Trump Administration, Republican Attorneys General Ask Supreme Court to Repeal ACA

American Journal of Medicine -- PRESS Release June 25, 2020 by Gianna Melillo: The Trump administration and Republican state attorneys general called on the Supreme Court to overturn the entire Affordable Care Act (ACA, also known as Obamacare).

President Trump has endorsed repealing the ACA since his 2016 campain, while Republican lawmakers have largely opposed the law since its inception in 2010.

This story has been updated.

The Trump administration yesterday asked the Supreme Court to repeal the Affordable Care Act (ACA, also known as Obamacare) stating "the entire ACA act must fall," hours after Republican state attorneys general, the coalition challenging the law, filed its briefs in the case. Overturning the ACA was a key campaign rallying point for President Trump in 2016 and Republican lawmakers have largely opposed the law since its inception in 2010.
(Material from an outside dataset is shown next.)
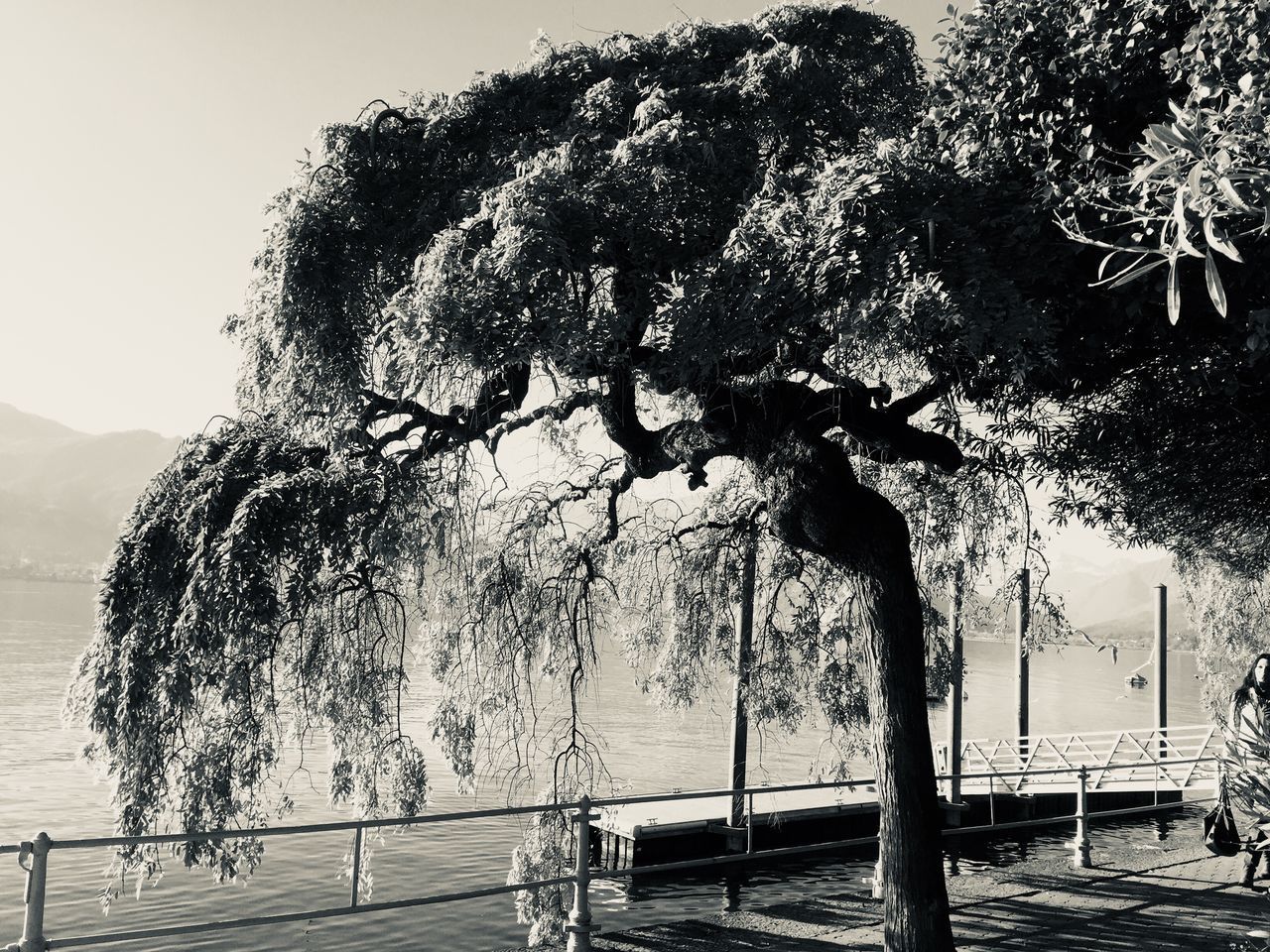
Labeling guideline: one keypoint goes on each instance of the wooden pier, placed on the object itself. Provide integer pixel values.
(998, 780)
Despite the economic crisis due to the coronavirus disease 2019 (COVID-19) pandemic, Trump in May promised to continue fighting the ACA, stating “We want to terminate health care under Obamacare.” The case is expected to go before the Supreme Court in the spring of 2021.

In a statement, House Speaker Nancy Pelosi (D-CA) condemned the request. "“President Trump and the Republicans’ campaign to rip away the protections and benefits of the Affordable Care Act in the middle of the coronavirus crisis is an act of unfathomable cruelty," she stated. 

In 2017, Trump eliminated the individual mandate—the heart of the ACA that requires everyone to have health coverage and lays the groundwork for a risk pool that is more balanced between the sick and the healthy and the young and the old. Subsequently, in 2019 the Fifth Circuit of the United States Court of Appeals ruled the mandate unconstitutional.

The filing accuses the ACA of inflicting “classic pocketbook injuries on the states,” in addition to preventing states from enforcing their own laws and policies.

“Congress deliberately designed the ACA and its goal of expanding healthcare coverage around the individual mandate,” the brief reads. “Without the mandate, the guaranteed-issue and community-rating provisions not only malfunction but result in the opposite of what Congress intended.” The filing urges the Supreme Court to affirm the statutory text deeming the individual mandate essential.

Attorney General Ken Paxton of Texas filed the brief along with 17 attorneys general from Alabama, Arizona, Florida, and other states. “Congress declared in the text of the law that the individual mandate is the centerpiece of Obamacare. Without the unlawful mandate, the rest of the law cannot stand,” Paxton said in a statement. “Obamacare has failed, and the sooner it is invalidated, the sooner each state can decide what type of health care system will best provide for those with preexisting conditions, which is the way the Founders intended.” 

The move has been met with fierce opposition, particularly from those who decry reducing insurance coverage in the middle of a pandemic. In response to the impending briefs, House Democrats yesterday unveiled legislation intended to boost the ACA.

The Patient Protection and Affordable Care Enhancement Act aims to expand access to health care, lower Americans’ health coverage costs, negotiate lower prescription drug prices, and incentivize holdout states to adopt Medicaid expansion.

“It’s commonsense legislation that takes the savings from lower prescription drug costs and invests it into lowering health care premiums and expanding access to affordable care,” said Health Committee Chairman Frank Pallone Jr, D-New Jersey, in a statement. “All around, that’s a win for the American people. We must take action to lower these soaring costs, expand access to health care, rein in the Trump Administration’s efforts to sabotage the ACA and protect people with pre-existing conditions.”

An analysis released by CMS yesterday found during April and May 2020, more individuals took advantage of the special enrollment period (SEP) on to gain coverage compared with the same time period in 2019. "By month, the largest gain in loss of minimum essential coverage SEP enrollments occurred in April 2020, with enrollments increasing by 139% when compared to April 2019," the report reads.